また、いわゆる「引き抜き」とも呼ばれる直接雇用は、派遣社員本人にとっては、「仕事が評価された」「必要とされている」といった、好印象を持つ方が多いのではなかと思います。
しかし、実はその「直接雇用」は、自分にとっていい話なのかどうか、冷静に見極める必要があります。
派遣社員として働く方が、派遣先から引き抜きの話があった場合、どのようなことに気をつければいいのでしょうか。
派遣先が引き抜きをする理由は?
派遣先が派遣社員に直接雇用を持ちかけるのには、様々な理由があります。
本来、企業が人材を雇い入れる際は、求人募集をかけて、書類審査や面接をして、人柄や能力を見極め、会社の戦力となる人材を探さなければなりません。
しかし、正確にそんな人材を見極めることは難しく、雇い入れても、仕事ができなかったり、すぐに辞めてしまったりするケースも珍しいありません。
また、現場で戦力と呼べるようになるには、ある程度の研修や慣れが必要で、時間もかかります。
その点、長く働いている派遣社員であれば、人柄や仕事ぶりを把握しているため、人材の見極めをする必要がありません。
しかも、すでに現場に慣れている人を雇うため、教育の手間を省くことができます。
直接雇用で確認しておきたいこと
派遣社員が直接雇用を持ちかけられたらとき、最初に確認しておきたいことがあります。
それは、「雇用形態」です。直接雇用と言っても、イコール正社員であるとは限りません。

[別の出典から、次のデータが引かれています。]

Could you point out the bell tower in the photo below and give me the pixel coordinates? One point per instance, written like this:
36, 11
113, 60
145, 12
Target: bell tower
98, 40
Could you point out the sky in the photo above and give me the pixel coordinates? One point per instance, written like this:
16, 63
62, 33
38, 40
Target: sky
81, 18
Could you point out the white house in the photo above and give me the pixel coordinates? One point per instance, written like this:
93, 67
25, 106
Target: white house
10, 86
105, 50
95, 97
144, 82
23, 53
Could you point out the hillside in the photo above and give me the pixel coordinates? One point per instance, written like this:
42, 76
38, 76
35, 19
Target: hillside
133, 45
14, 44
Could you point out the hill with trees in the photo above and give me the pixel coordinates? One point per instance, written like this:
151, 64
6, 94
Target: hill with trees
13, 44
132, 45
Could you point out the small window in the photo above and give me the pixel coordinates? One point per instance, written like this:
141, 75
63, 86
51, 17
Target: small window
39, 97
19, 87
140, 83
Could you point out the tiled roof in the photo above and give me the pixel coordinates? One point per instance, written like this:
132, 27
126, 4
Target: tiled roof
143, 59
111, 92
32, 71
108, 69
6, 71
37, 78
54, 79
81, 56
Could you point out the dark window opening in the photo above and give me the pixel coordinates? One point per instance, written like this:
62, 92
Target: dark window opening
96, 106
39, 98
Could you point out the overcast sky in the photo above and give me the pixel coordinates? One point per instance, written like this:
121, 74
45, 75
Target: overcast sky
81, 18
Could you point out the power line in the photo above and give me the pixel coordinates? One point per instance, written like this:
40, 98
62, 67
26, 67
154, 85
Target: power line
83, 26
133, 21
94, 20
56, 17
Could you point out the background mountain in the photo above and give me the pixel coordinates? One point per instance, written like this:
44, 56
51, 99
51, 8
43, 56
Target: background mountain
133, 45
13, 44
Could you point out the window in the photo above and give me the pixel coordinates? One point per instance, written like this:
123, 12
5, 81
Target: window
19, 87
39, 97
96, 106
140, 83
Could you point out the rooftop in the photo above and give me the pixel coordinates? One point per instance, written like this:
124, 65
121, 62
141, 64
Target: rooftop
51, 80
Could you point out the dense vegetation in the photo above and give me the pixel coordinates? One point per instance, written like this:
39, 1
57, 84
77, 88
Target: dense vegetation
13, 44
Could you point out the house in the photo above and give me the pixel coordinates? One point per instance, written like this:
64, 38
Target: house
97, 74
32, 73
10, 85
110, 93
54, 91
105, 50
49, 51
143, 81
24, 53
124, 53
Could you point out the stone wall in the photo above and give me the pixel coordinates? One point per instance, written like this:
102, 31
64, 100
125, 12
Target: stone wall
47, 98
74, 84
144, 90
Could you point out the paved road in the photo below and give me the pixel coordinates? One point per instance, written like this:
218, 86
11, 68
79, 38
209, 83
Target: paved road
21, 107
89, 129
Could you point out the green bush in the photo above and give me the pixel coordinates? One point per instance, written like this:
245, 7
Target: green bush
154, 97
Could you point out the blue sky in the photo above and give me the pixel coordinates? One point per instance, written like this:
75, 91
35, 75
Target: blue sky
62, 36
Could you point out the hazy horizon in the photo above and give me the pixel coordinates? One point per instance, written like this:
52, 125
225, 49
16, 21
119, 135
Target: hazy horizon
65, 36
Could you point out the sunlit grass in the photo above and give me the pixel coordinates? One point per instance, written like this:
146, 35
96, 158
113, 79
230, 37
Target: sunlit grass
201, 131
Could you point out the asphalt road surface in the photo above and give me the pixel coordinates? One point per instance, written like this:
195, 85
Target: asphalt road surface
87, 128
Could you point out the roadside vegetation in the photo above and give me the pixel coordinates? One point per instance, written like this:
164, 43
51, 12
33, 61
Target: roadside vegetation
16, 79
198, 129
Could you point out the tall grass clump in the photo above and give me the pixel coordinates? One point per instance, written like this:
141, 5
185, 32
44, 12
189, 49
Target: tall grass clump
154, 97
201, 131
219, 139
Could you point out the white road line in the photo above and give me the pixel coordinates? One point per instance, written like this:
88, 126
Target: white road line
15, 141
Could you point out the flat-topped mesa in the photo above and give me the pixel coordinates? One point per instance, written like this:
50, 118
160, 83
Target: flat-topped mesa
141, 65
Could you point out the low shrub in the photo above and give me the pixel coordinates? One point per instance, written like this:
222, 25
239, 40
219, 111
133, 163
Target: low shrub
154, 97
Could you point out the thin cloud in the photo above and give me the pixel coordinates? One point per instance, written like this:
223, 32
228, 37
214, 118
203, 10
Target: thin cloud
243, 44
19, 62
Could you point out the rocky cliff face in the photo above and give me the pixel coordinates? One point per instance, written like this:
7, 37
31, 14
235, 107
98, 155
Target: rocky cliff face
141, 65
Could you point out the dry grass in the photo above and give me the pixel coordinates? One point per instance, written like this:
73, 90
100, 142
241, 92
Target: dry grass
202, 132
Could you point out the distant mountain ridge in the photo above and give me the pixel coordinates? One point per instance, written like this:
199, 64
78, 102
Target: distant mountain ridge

直接雇用にも様々な形があり、派遣からの雇用であれば、「契約社員」を想定しているケースも十分考えられます。
直接雇用は「雇用が安定する」というメリットが思い浮かぶ方も多いかもしれませんが、契約社員であれば、派遣と同じ「有期雇用」です。
派遣社員と契約社員の違いは、以前の記事でもご紹介しましたが、それぞれの特徴をしっかりと把握した上で検討する必要があります。
直接雇用であっても、「派遣よりいい」と安易に決めつけず、雇用形態や条件面はしっかりと確認しましょう。
直接雇用を断る場合は?
様々な条件を比較して、派遣先からの直接雇用を断ることを決めた場合、いくつかの対策をしておくことをオススメします。
まず、どう断れば角が立ちにくいかは、シュミレーションしておいた方がいいでしょう。例えば、勤務条件が変わってしまう場合は、家庭の事情や自分のライフスタイルなどを理由にするといいかもしれません。
そして、一つの想定として、次の契約更新がない可用性も考えておきましょう。
もちろん、派遣先としても、直接雇用を考えるほどの人材ですから、契約を更新するケースも多くあります。
必ずしも「直接雇用を断ったら契約更新もない」というわけではありませんが、次の派遣先を探す準備はしておいて、万が一の事態に備えましょう。
まとめ
直接雇用を持ちかけられるということは、派遣先の「なくてはならない戦力」になっているということです。
それだけ期待されれば、無条件に期待に答えたくなってしまいますが、直接雇用には派遣先の事情があり、様々な事態が想定されます。
場合によっては、派遣会社にも相談しながら、直接雇用が自分に適しているかどうか、冷静に判断しましょう。